Pese a que la historia de los cajeros automáticos apenas tiene 50 años, hace tiempo que se han integrado en el decorado de nuestras calles convirtiéndose en un instrumento indispensable para la mayoría de la gente.

Los bancos impulsaron su implantación para reducir plantilla, de manera que obligaban, y obligan, a los clientes a entenderse con las máquinas en lugar de pasar por ventanilla; y a menudo lo hacen a través de las comisiones: 0€ si la gestión la hace el cuentacorrentista y 3€ si le ayuda un empleado.

A partir de 2015, la banca española, que llegó a liderar el ranking europeo de cajeros, incluso el mundial por detrás de Japón, una vez digerida y aprendida la lección de la crisis financiera de 2008, dio un giro a su política de automatización. Fin del uso gratuito de las máquinas a partir de la iniciativa de La Caixa de aplicar una tasa para los no clientes de 2€ por operación, lo que obligó al Gobierno a legislar y establecer el cobro obligatorio. Luego empezó el cierre de oficinas y la consecuente eliminación de cajeros.
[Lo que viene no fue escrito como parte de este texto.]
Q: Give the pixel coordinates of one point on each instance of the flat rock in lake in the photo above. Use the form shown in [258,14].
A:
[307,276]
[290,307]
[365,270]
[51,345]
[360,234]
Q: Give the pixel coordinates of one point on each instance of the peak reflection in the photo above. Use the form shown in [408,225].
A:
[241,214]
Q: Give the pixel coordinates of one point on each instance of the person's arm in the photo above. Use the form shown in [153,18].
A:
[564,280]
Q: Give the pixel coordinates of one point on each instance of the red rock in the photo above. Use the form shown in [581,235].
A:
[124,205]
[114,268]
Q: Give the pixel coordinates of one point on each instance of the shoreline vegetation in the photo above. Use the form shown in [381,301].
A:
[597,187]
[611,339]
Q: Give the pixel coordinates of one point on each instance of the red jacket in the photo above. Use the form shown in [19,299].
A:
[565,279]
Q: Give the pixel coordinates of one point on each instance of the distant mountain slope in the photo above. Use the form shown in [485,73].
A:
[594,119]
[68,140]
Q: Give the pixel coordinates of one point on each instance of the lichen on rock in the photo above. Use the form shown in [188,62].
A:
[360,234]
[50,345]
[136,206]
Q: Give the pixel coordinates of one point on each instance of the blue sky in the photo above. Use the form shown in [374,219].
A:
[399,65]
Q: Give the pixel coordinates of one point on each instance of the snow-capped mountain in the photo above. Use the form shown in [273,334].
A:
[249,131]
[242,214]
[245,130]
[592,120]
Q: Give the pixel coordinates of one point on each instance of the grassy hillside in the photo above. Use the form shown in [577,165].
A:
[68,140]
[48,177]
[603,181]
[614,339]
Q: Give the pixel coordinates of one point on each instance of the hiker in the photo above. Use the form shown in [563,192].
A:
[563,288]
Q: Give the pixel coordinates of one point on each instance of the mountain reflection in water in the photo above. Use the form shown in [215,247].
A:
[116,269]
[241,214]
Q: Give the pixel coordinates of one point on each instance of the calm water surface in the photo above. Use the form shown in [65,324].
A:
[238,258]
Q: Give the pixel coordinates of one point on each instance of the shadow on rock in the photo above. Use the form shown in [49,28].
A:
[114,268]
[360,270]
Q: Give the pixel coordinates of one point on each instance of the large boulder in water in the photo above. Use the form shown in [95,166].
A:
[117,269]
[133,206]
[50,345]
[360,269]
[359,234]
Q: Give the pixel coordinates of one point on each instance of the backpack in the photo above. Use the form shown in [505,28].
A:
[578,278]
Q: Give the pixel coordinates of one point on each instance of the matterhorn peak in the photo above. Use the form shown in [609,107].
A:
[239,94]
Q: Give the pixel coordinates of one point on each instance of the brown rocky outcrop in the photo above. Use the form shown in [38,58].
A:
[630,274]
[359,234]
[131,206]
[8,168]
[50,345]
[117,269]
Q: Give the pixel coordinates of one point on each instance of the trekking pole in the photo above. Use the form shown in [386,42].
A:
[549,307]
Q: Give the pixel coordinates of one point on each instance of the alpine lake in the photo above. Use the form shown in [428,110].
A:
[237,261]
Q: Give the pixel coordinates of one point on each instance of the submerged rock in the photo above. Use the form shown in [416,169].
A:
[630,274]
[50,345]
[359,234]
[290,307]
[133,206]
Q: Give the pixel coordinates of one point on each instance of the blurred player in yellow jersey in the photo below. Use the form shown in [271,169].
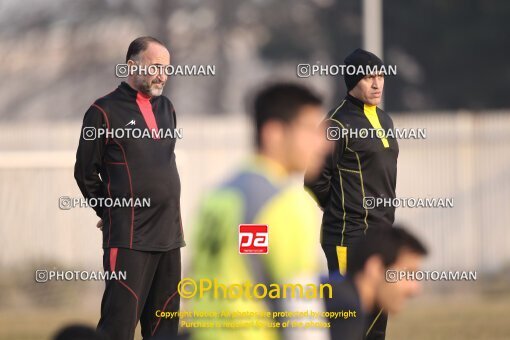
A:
[267,190]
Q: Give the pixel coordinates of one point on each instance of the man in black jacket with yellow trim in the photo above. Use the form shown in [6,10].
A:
[361,167]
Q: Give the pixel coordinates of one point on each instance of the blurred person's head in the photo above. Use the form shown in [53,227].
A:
[144,52]
[367,88]
[382,253]
[79,332]
[287,117]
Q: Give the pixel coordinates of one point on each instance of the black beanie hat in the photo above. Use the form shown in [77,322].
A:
[357,58]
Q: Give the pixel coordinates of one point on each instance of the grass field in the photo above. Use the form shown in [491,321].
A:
[465,312]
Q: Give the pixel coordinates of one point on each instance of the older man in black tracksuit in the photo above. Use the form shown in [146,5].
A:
[143,241]
[359,167]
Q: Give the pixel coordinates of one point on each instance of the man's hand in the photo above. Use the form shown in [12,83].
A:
[100,225]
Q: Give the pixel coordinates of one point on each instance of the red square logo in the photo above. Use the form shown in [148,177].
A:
[253,239]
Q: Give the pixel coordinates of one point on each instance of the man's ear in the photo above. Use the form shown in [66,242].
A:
[272,133]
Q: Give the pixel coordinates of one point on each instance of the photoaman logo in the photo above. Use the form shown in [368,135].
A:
[253,239]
La ciudad de Barcelona ha visto desaparecer el 40% de los expendedores, un porcentaje paralelo al de sucursales. El banco (o caja) más agresivo en la apertura de oficinas, que marcó el ritmo de crecimiento en todo el sector de los años 80 y 90, es el mismo que ahora lidera la reducción de su red. Y por su enorme implantación la desaparición de oficinas de Caixabank es la que más notan los consumidores.

El ahorro de costes de esta política tiende a ser compensado con las facilidades electrónicas para hacer los pagos –móvil, tarjeta, plataformas como Bizum-- y la comodidad de operar en línea desde el domicilio, ya sean transferencias, recibos o contratos. Sin embargo, hay una parte de la población que no puede seguir el ritmo. Cerrar una sucursal a un lado de la Meridiana (Trinitat Vella) y remitir a los clientes a la más próxima (Trinitat Nova) que obliga a cruzar esa autopista urbana es tan disparatado como forzar a los de la Teixonera (cota 200) a cruzar la Ronda de Dalt (175) y encaramarse hasta lo alto de la calle Judea (otra vez 200).

Las entidades con más implantación –Caixabank, de lejos; seguida por el BBVA y el Sabadell-- son protagonistas en los últimos años de cierres y traslados polémicos que revelan la fidelización de su clientela; que, por otra parte, no tiene alternativa. O sea, que hay poca competencia debido al alto grado de concentración bancaria: de los 55 grupos de 2009 se ha pasado a 10. Por encima de la que se ha producido en Francia, Alemania o Italia.

En este escenario aparece el teniente de alcalde de Barcelona Jaume Collboni para anunciar a bombo y platillo que el ayuntamiento hace una prueba piloto de cuatro dispositivos del Banco Santander en otros tantos mercados de la ciudad; que ha sido el único de los grandes que no ha querido cobrar una comisión al consistorio por participar en el experimento: no se atreve a dar el nombre de los que han puesto precio a su colaboración.

Es un gesto por parte del Santander, que sin duda lo verá como una posibilidad para ampliar su base de particulares en Barcelona, donde el grueso de su negocio siempre han sido las empresas. Pero quien tendría que estar ahí, facilitando la vida a sus fieles, son Caixabank, BBVA y Sabadell. Está bien que jibaricen la red para reducir costes, pero quizá deberían hacer un esfuerzo de empatía e instalar cajeros en zonas donde no hay paradas de metro ni quioscos o mercados, pero sí estancos, supermercados, estafetas de correos, farmacias o panaderías.